Ulla Johnson went in a more arty direction for spring 2024, collaborating with Brooklyn painter Shara Hughes on fantastic dresses and soft tailoring in three different color-soaked Surrealist landscapes.
She showed her collection Sunday morning at Powerhouse Arts, the former Brooklyn Rapid Transit powerhouse that was abandoned for years before being transformed into an art studio and exhibition space that opened in July. And she set the stage, or rather the floor, with an installation of her own, with circular sand paintings on the open runway.

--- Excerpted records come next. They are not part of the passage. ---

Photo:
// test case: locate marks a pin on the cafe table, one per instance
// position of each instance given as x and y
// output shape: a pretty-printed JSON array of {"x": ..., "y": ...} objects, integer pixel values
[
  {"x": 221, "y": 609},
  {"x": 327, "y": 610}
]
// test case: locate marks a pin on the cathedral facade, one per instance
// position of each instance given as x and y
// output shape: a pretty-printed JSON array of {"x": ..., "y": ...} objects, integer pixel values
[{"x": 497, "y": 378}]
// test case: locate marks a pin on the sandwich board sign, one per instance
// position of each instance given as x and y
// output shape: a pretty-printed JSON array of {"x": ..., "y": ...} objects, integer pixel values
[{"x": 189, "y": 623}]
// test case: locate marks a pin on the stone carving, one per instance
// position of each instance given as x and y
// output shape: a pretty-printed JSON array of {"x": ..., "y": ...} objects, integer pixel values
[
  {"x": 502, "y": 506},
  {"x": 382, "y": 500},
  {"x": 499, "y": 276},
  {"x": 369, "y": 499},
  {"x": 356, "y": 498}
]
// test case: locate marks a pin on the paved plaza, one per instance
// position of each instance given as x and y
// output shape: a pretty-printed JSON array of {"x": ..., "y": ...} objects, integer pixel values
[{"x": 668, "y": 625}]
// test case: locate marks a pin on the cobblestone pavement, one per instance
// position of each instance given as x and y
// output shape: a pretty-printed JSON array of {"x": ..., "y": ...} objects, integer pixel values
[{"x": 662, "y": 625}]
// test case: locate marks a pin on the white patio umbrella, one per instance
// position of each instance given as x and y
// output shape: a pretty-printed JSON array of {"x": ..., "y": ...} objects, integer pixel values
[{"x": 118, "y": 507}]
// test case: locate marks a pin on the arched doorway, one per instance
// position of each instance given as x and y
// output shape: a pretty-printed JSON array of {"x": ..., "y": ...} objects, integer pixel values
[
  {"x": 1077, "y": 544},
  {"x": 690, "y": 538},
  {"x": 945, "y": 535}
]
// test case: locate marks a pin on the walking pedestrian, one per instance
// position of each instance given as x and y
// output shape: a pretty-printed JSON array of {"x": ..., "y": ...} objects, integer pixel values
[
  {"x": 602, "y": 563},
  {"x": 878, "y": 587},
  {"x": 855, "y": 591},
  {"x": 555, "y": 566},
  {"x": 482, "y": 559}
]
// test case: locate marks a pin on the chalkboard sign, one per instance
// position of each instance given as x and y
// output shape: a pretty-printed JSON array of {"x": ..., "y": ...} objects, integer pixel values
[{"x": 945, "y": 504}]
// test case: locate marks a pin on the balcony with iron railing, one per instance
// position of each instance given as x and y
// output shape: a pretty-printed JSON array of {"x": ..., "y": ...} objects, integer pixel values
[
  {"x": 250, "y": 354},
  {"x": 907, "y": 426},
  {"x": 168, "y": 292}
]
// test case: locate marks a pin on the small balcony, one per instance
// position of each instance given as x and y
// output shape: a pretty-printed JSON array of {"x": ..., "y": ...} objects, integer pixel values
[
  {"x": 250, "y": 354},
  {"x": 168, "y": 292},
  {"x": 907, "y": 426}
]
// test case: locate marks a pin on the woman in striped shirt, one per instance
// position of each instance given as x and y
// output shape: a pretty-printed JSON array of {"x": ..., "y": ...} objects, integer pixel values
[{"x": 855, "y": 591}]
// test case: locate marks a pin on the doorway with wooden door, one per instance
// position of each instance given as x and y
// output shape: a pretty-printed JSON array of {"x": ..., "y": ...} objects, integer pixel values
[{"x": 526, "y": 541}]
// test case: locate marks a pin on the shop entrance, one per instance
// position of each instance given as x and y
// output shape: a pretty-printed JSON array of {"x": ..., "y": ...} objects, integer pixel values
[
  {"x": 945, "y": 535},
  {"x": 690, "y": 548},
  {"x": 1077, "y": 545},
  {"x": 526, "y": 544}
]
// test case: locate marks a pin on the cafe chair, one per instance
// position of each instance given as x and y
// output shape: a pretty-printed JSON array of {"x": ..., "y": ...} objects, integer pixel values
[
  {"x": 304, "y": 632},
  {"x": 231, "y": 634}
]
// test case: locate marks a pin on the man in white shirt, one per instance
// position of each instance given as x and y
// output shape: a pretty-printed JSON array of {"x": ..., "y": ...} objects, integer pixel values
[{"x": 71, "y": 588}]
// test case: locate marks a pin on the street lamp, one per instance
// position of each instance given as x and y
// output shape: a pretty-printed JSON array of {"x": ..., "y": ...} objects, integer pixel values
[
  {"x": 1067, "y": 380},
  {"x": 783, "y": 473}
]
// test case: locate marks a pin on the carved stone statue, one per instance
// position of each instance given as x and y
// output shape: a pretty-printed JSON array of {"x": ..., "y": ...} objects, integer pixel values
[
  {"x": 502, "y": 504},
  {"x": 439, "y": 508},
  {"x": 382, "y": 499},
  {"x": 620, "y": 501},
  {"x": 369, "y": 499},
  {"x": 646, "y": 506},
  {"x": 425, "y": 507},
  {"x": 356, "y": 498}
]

“Fine arts have always been a huge inspiration for me, and Shara has a way of treating color and landscape in this psychedelic, distorted nature,” Johnson said of the artist, who just unveiled a show Saturday at David Kordansky Gallery in L.A., where the designer opened an impressive new Kelly Wearstler-designed flagship last month.
Johnson has been getting a lot of requests from customers for more eveningwear, and she delivered it on the runway with frothy ruffled organza dresses in marbled chevron patterns or watercolor florals trailing unraveling garlands; bias-cut lace and silk charmeuse and slipdresses, and a pink Lurex jacquard volume gala gown.
Slouchy zebra-stripe silk charmeuse pants, prism-embroidered raffia fringe tanks, featherweight ruffled knits, denim and poplin pieces in gorgeous colors reflected a more sporty separates-driven mood.
What resulted was a strong collection that felt easy and elevated. Less Bali and more arty eclectic, with a focus on sculptural shapes and volumes, it should further open up Johnson’s business to luxury customers who already shop Dries Van Noten, Marni and Missoni.